Wednesday, January 02, 2008

Friendly (?) Produce Man

I love friendly people. Friendly people who go out of their way to smile at the grocery store, friendly people who say, when you tell your kindergartner she can't buy Hi-C because it's full of sugar, "It's horrible what we're feeding kids these days!" and shake their head, in full agreement with your decision to go for the box that says 100% juice--I like people like that. Secretly I want to be one, to insert myself more into the airspace when I'm in public places, sidle up to the woman debating which brand of diapers to buy and say, "Isn't it nuts how much diapers cost these days?" because that's exactly what I'm thinking and probably what lots of parents are thinking. And the two of us diaper-shoppers would grimace together and then maybe smile and then go our separate ways, having connected with some other in the universe, even if the connection is on a minute scale.

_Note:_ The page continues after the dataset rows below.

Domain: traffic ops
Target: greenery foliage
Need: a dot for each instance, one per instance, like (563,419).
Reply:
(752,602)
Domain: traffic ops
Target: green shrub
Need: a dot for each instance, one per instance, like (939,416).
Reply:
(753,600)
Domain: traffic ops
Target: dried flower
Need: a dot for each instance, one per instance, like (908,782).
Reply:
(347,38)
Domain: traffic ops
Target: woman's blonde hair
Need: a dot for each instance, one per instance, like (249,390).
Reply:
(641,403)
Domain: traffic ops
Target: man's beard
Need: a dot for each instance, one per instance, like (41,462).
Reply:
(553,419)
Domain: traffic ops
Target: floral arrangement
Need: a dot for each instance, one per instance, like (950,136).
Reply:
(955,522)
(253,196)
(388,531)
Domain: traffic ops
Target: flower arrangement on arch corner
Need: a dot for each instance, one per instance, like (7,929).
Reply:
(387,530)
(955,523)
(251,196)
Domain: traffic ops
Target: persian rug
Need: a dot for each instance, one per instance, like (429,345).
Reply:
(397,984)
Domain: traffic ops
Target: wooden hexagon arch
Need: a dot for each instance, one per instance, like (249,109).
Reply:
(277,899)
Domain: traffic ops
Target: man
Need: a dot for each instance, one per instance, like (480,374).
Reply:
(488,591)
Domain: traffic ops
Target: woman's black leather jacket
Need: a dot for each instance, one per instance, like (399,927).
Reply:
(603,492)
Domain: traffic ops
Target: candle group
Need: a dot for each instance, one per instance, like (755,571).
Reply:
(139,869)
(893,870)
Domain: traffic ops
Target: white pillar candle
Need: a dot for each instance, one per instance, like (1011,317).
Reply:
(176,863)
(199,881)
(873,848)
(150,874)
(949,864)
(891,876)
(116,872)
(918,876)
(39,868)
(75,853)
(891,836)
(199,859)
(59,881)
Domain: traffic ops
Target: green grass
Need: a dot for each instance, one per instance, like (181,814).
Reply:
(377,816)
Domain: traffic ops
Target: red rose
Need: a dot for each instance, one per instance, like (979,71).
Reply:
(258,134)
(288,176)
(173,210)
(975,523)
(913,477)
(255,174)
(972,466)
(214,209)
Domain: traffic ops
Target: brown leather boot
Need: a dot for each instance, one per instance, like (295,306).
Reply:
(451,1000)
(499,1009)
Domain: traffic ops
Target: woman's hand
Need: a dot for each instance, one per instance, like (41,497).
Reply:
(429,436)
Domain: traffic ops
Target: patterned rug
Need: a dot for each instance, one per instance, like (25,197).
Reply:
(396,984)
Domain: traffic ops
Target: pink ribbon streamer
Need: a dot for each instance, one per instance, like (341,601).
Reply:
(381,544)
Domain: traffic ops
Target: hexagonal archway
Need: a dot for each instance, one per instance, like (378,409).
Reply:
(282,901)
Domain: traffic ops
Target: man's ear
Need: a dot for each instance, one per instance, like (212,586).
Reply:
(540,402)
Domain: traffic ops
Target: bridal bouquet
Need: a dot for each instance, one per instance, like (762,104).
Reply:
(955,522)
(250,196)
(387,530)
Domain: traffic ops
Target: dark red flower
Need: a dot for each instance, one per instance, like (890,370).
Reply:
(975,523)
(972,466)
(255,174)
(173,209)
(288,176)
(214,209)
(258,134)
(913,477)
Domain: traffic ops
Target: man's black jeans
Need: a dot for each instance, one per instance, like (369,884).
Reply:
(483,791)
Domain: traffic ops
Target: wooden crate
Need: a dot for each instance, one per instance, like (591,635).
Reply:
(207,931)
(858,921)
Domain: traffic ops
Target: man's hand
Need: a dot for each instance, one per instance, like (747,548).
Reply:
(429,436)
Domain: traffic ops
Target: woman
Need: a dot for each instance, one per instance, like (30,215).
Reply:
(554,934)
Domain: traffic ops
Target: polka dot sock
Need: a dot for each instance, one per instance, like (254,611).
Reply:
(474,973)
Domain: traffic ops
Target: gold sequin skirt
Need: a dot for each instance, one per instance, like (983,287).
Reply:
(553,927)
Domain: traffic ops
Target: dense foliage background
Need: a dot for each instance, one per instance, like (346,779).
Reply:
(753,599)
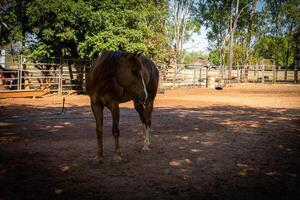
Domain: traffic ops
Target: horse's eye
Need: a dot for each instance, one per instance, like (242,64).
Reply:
(135,72)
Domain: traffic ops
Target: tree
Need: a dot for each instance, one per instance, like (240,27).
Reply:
(215,17)
(182,23)
(127,25)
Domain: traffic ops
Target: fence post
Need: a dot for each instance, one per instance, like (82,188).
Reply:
(295,75)
(194,78)
(263,74)
(200,76)
(238,73)
(206,84)
(60,77)
(274,74)
(19,82)
(175,73)
(256,72)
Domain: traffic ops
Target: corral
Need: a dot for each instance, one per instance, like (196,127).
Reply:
(242,142)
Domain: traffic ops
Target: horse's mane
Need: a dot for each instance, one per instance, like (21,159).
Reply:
(102,77)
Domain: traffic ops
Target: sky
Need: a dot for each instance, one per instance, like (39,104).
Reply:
(199,41)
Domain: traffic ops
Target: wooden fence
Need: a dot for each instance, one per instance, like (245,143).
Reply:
(67,75)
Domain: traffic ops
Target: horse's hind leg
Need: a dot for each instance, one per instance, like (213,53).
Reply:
(115,111)
(145,116)
(98,114)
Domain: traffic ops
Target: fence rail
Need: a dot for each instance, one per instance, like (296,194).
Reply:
(65,75)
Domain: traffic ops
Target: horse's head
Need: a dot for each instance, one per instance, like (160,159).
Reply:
(131,76)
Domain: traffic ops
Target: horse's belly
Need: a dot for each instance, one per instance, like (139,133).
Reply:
(127,96)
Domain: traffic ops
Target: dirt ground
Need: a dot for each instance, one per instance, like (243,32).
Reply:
(237,143)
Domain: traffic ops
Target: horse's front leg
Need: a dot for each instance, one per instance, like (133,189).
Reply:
(98,114)
(145,116)
(115,111)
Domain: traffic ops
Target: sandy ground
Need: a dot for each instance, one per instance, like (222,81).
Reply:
(238,143)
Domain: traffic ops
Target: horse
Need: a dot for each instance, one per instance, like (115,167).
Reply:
(118,77)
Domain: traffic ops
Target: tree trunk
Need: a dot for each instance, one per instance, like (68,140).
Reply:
(249,37)
(233,22)
(296,56)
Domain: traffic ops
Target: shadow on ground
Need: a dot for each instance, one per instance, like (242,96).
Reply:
(217,152)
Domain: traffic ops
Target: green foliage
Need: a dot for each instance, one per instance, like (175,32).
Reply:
(190,57)
(80,28)
(214,57)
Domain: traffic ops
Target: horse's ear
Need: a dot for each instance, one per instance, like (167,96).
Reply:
(135,55)
(95,55)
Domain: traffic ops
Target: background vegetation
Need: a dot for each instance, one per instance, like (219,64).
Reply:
(240,32)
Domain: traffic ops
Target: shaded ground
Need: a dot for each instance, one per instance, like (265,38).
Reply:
(238,143)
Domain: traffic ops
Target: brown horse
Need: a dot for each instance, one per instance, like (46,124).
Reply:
(118,77)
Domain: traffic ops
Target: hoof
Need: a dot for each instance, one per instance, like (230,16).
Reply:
(146,148)
(95,162)
(117,160)
(145,151)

Today at an Amish-run grocery store (aka Bent and Dent) in the country, my father and my children and I ran into a man on the juice aisle. He heartily approved my 100% juice selection and then held up his own bag of cookies apologetically and said to me, "I'm a produce man and I"m buying cookies!." I laughed and shook my head, thinking this man looked awfully familiar, which I then stated. Yes, he told me, we had met. He looked in my eyes and smiled. "I told you you had beautiful hair," he said.

And then it all came flooding back. I'd run into him this past summer at the same grocery store; he'd followed me around for ten minutes, trying to talk me into stopping by his produce stand in Iowa City in front of the Ace Hardware. He had corns and canteloupes, the best prices around. As I made my way to the parking lot with my full cart of groceries, he was just leaving in his truck. He stopped in the middle of the lane and rolled down his window. "I have to tell you," he confided, "You have beautiful hair."

"Thanks," I'd said, and shrugged and moved on, glad to have met another friendly human. But today, when he reminded me, I saw caution lights. I let my dad talk to the friendly produce guy--who kept him talking a full five minutes by the mixed nuts--while I scurried around the store hoping to avoid a conversation. The two kids were getting restless and I didn't want to get caught in another produce conversation.

My father was able to part ways with the produce man eventually and I ran into him again at the checkout where he was in line ahead of me. "Have a great day!" he'd enthused when he left. "See ya!" I'd smiled. A few minutes later, as I was paying for my groceries, the produce man, having come back into the store, materialized before me with a box of chocolate covered cordial cherries, the sort that taste like choclate covered cherry Ny-Quil. He stuck it in front of my nose. "Happy New Year!" he said. I said thanks, of course, and as he was walking away said the only other thing I could think of, patterned after his earlier confession about the cookies:

"The produce man is handing out chocolate!" He looked back and smiled.
My father, after our shopping trip, opined that the produce man was lacking in social skills, or at least had little regard for the shopping other customers needed to do. I wondered aloud if he was merely misunderstood, a friendly soul society had not crushed and pounded into an emotionally repressed man. On the other hand, the hair comment and the chocolate cherries seem to add up to a little more than that, leaving me with a nagging little feeling of distrust, and the sadness that some super-friendly people after something other than friendship.